Below is the abstract I submitted for the Carter conference. In the end I decided that the best contribution that I could make to the conference would be via my studio work, as my area od specialist expertise. I screened the video 'I get it 5 times a day', and discussed how Carter's literary construction of a complex gaze speaks to the work, in relation to female narcissistic pleasure.

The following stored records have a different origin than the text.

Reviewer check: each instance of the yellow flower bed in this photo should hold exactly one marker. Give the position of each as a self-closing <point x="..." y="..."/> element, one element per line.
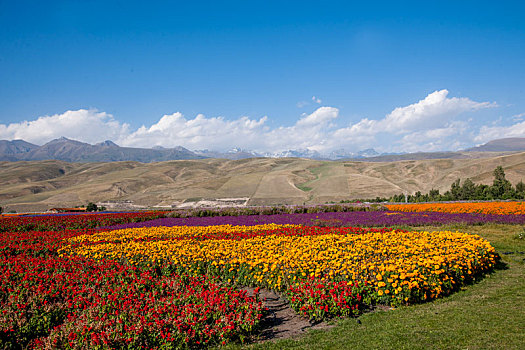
<point x="398" y="267"/>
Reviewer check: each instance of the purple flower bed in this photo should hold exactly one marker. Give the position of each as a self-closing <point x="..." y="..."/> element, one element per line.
<point x="377" y="218"/>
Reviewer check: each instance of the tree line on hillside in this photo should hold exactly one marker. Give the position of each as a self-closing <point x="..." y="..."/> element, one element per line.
<point x="501" y="188"/>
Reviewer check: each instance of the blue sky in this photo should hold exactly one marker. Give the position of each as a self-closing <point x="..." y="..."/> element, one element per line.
<point x="267" y="76"/>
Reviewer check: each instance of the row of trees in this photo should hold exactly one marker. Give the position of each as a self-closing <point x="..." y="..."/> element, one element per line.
<point x="501" y="188"/>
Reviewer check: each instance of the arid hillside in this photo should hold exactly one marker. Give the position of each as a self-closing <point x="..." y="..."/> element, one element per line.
<point x="39" y="185"/>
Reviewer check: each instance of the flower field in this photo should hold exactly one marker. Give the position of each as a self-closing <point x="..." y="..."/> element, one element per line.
<point x="493" y="208"/>
<point x="51" y="222"/>
<point x="64" y="284"/>
<point x="362" y="219"/>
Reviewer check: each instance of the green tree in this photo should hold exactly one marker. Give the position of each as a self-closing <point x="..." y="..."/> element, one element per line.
<point x="91" y="207"/>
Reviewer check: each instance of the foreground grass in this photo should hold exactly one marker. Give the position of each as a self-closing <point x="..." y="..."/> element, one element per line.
<point x="489" y="314"/>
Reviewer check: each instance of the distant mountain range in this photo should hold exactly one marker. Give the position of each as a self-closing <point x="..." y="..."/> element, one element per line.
<point x="511" y="144"/>
<point x="74" y="151"/>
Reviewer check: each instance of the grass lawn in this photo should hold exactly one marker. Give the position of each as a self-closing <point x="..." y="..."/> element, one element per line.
<point x="489" y="314"/>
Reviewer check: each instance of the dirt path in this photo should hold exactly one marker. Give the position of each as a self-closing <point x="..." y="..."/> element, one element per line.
<point x="282" y="321"/>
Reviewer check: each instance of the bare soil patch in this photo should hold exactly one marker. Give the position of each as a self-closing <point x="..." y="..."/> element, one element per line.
<point x="281" y="320"/>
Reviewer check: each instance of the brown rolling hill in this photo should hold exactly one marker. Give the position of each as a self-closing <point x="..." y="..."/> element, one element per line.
<point x="39" y="185"/>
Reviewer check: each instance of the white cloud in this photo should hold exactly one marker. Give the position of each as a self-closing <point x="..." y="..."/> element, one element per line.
<point x="201" y="132"/>
<point x="431" y="124"/>
<point x="433" y="115"/>
<point x="85" y="125"/>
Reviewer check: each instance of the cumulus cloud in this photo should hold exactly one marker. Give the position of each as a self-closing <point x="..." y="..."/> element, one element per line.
<point x="197" y="133"/>
<point x="86" y="125"/>
<point x="421" y="126"/>
<point x="431" y="124"/>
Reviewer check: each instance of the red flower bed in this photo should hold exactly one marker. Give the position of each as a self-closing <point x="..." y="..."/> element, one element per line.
<point x="53" y="302"/>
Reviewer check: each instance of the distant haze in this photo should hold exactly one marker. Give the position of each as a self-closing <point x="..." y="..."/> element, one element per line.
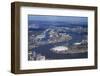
<point x="68" y="19"/>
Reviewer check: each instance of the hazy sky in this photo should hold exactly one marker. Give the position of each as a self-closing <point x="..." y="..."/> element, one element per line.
<point x="69" y="19"/>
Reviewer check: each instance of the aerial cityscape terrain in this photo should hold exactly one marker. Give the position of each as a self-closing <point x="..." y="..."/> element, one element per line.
<point x="57" y="37"/>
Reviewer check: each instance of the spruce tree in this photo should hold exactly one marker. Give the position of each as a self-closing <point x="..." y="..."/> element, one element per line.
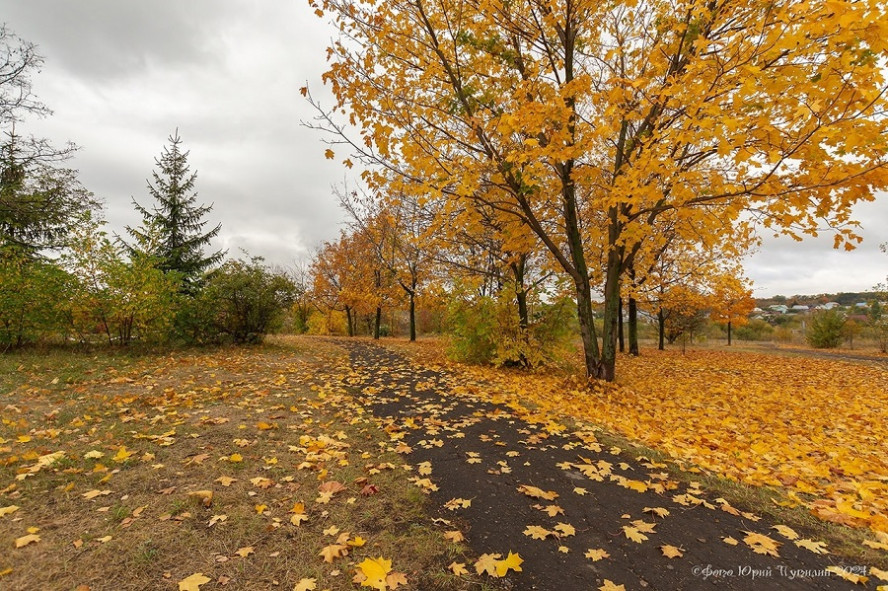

The Narcissistic Erotic: Negotiating Pleasure in The Male Gaze in Angela Carter’s The Bloody Chamber
The imagery in Angela Carter’s short story The Bloody Chamber is both rich and opulent, and disturbingly gruesome. It is such stark contradictory concepts in the nature of Carter’s writing that lead Alison Easton to warn the feminist reader against ‘Identifying cosily’ (2000:4) with the story’s characters. The uncomfortable nature of the identification offered to the reader is evident in the narcissistic fantasies of the young bride in the story. As she searches for the, as yet undiscovered, erotic self in the eyes of the ominous and towering figure of ‘bluebeard’ there is a tension, of both sexual excitement and fear of the unknown. In this paper, I will examine the narcissistic pleasure offered to the female reader in this text, employing feminist film theory’s psychoanalytic structuring of the gaze in relation to gender. Gaylyn Studlar challenges Laura Mulvey’s seminal text Visual Pleasure and Narrative Cinema in which a male viewer subjects the female to a sadistic gaze. Studlar proposes that visual pleasures in the cinematic tend rather towards the masochistic, for both male and female viewers. How does this re-theorization of the classic gaze allow a reading of the literary construction of looking in Carter’s short story? In particular, the narcissistic pleasures offered to the female reader via an identification with the young bride, that resembles Mulvey’s original positioning of the female in relation to the cinematic gaze. This paper will probe whether pleasure in Carter’s difficult imagery can be accounted for by Studlar’s masochistic aesthetic. Carter percolates the male desire of de Sade through the agency of a female erotic subjectivity explicitly in The Sadeian Woman and more covertly in The Bloody Chamber via the young bride. In The Bloody Chamber the gaze is inscribed not simplistically as male or female, sadistic or masochistic, but as a complex relation of reflections of the look:
“ When I saw him look at me with lust, I dropped my eyes, but in glancing away from him, I caught sight of myself in the mirror. And I saw myself, suddenly, as he saw me”(Carter, 1979:11.). Ultimately the question that I will ask is, when the narcissistic pleasure in being the object of the male gaze is performed through a female erotic subjectivity how/is the masochistic potential of the position transformed?